This park, and surrounding hills is a significant place for the Kaurna people, who historically used this area in winter as makeshift Wardli (shelter).
Many Kaurna yarta (land) family groups look after the Kaurna pangkara (country), which stretched from the plains and hills south of Crystal Brook and west of Mount Lofty, down to Cape Jervis.
While the Kaurna people sheltered in this area they gathered and hunted the necessities for survival to sustain their family groups including:
- Mai (bush vegetables)
- Pardu (bush meats from animals)
- Mintirninthi (healing) and
- Bush ‘textiles’ which were used to make woven products for gathering bush fruit and vegetables.
Go for a walk along the Mai Tappa Trail using the brochure to interpret the Kaurna ‘food pathway’, and learn about Kaurna history and living culture.

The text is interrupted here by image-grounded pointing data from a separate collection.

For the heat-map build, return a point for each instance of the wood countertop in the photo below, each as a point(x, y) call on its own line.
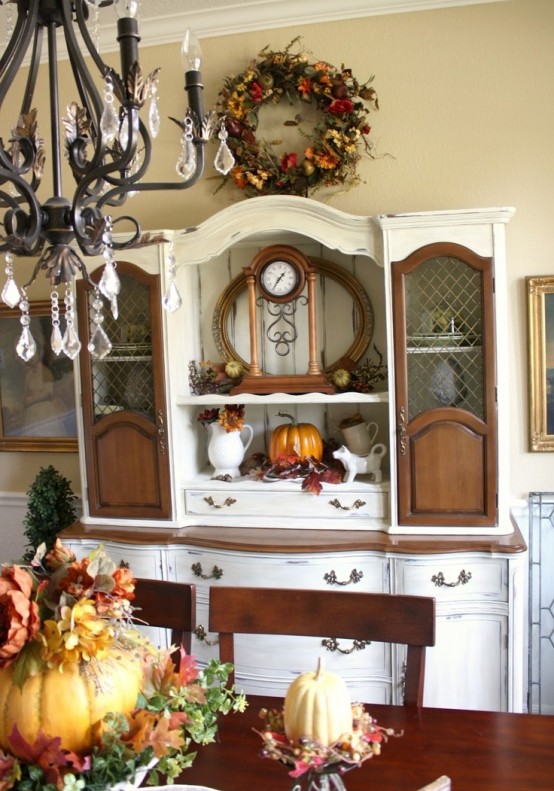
point(298, 541)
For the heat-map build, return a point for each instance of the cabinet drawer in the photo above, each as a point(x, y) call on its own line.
point(332, 504)
point(340, 571)
point(453, 579)
point(271, 662)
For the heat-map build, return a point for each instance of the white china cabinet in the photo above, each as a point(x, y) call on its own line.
point(424, 294)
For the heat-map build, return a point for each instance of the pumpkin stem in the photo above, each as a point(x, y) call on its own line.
point(320, 668)
point(290, 417)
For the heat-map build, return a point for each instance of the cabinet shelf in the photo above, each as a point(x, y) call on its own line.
point(284, 398)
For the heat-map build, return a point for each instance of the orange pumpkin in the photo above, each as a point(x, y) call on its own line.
point(68, 704)
point(295, 439)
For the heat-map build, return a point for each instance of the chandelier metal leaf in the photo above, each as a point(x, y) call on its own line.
point(108, 148)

Aboriginal South Australians are the first peoples of our State and have occupied, enjoyed and managed these lands and waters since the creation. For SA's First Peoples, creation ancestors laid down the laws of the Country and bestowed a range of customary rights and obligations to the many Aboriginal Nations across our state.

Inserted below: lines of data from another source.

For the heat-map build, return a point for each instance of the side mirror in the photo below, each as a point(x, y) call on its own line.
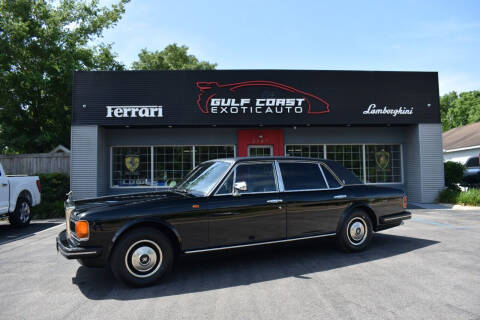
point(239, 186)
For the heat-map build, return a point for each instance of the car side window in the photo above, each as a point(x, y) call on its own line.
point(332, 181)
point(472, 162)
point(227, 186)
point(259, 177)
point(302, 176)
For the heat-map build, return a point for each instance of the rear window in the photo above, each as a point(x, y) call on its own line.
point(301, 176)
point(332, 181)
point(345, 175)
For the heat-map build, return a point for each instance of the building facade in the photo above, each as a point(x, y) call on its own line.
point(462, 144)
point(139, 131)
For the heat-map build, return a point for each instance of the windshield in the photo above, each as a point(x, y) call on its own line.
point(204, 178)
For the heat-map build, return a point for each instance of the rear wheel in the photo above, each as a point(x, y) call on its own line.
point(356, 232)
point(142, 257)
point(22, 214)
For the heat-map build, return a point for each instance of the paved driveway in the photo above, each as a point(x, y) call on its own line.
point(428, 268)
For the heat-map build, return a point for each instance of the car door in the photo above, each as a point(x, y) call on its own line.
point(252, 215)
point(4, 192)
point(312, 207)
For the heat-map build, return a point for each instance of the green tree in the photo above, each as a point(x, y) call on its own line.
point(459, 109)
point(172, 57)
point(41, 43)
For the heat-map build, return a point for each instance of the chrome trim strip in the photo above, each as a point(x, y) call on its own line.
point(73, 253)
point(323, 174)
point(407, 216)
point(259, 243)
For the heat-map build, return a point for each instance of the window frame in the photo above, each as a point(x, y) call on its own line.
point(364, 162)
point(402, 181)
point(234, 172)
point(151, 173)
point(306, 190)
point(131, 187)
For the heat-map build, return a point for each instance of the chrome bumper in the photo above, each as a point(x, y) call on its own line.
point(73, 252)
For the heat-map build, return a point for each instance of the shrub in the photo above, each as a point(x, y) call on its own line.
point(448, 195)
point(453, 174)
point(54, 187)
point(470, 197)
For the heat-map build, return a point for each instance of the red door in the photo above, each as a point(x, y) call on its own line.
point(261, 137)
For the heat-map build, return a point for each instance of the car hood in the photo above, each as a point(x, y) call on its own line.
point(94, 204)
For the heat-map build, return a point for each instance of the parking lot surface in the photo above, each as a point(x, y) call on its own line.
point(427, 269)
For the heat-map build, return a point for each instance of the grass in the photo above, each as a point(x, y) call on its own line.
point(467, 198)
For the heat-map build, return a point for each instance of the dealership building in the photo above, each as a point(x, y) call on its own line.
point(138, 131)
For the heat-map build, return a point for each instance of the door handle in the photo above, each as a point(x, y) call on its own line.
point(275, 201)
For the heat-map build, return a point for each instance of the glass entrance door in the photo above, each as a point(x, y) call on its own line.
point(260, 151)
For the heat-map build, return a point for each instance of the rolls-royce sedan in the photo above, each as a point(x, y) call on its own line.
point(225, 204)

Aboriginal peoples' oral histories and creation stories traverse the length and breadth of Australia’s lands and waters, including South Australian Parks. These stories interconnect land and waters with complex meaning and values and hold great cultural significance. We recognise and respect Aboriginal people's ownership of their stories and that they hold rights and obligations to care for Country. It is through these rights and cultural obligations and a shared goal to protect the environment for generations to come that DEWNR is committed to meaningful collaboration and involvement with Aboriginal peoples in the management of our shared parks.